24 Succinctement, l’évaluation interne relève d’une autoévaluation des professionnels au sein de leur structure. L’objectif visé est de s’assurer que les droits et les attentes des usagers sont bien au centre de leurs préoccupations et que les effets produits par l’activité d’un établissement ou d’un service remplissent de manière effective les buts visés. Il s’agit donc, globalement, de reprendre le projet d’établissement et de mesurer l’écart entre ce qui est fait et ce qui était attendu. Ces évaluations doivent s’appuyer sur les recommandations de bonnes pratiques validées par l’ANESM. Différentes thématiques y sont abordées, par exemple la promotion de l’autonomie et de la qualité de vie des usagers ; la protection, la gestion et la prévention des risques ; ou encore la garantie des droits et la participation des usagers, etc.
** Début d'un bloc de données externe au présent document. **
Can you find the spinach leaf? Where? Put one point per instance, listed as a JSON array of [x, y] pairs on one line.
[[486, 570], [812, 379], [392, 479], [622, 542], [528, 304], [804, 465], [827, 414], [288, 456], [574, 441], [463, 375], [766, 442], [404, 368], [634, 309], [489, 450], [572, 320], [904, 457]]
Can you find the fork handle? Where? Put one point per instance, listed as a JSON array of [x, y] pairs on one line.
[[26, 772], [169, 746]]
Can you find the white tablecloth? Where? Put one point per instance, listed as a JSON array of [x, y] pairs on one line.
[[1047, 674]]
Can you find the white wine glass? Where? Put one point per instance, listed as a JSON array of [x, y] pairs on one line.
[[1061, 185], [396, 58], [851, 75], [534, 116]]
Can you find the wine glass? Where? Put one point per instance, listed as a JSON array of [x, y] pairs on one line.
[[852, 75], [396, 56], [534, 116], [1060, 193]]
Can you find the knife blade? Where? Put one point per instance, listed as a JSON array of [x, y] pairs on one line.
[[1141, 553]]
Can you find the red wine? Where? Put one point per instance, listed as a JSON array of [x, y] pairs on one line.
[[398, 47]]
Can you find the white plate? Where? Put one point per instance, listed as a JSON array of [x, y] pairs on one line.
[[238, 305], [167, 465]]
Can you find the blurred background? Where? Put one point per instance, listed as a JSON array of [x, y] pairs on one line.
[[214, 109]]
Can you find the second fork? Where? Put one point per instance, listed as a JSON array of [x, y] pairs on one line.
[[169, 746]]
Une évaluation interne doit être réalisée tous les cinq ans et le rapport est remis aux autorités de contrôle et de tarification. En revanche, le législateur ne dit pas s’il y a un retour des résultats. Nous ignorons donc l’impact in fine de l’évaluation. L’évaluation interne fait pleinement appel à la démarche méthodologique et s’inscrit dans une tentative d’objectivation du fonctionnement institutionnel. Nous entendons par là que son ambition est de mettre en exergue, selon des attendus formalisés, les missions et objectifs des ESSMS. C’est-à-dire qu’on souhaite objectiver, par un travail d’abstraction, le travail résultant de la relation à autrui. Cette tentative d’objectivation mène vers une externalisation des savoirs, là où les travailleurs sociaux ont longtemps été critiqués pour leur absence de neutralité et d’extériorité vis-à-vis de leur « objet ».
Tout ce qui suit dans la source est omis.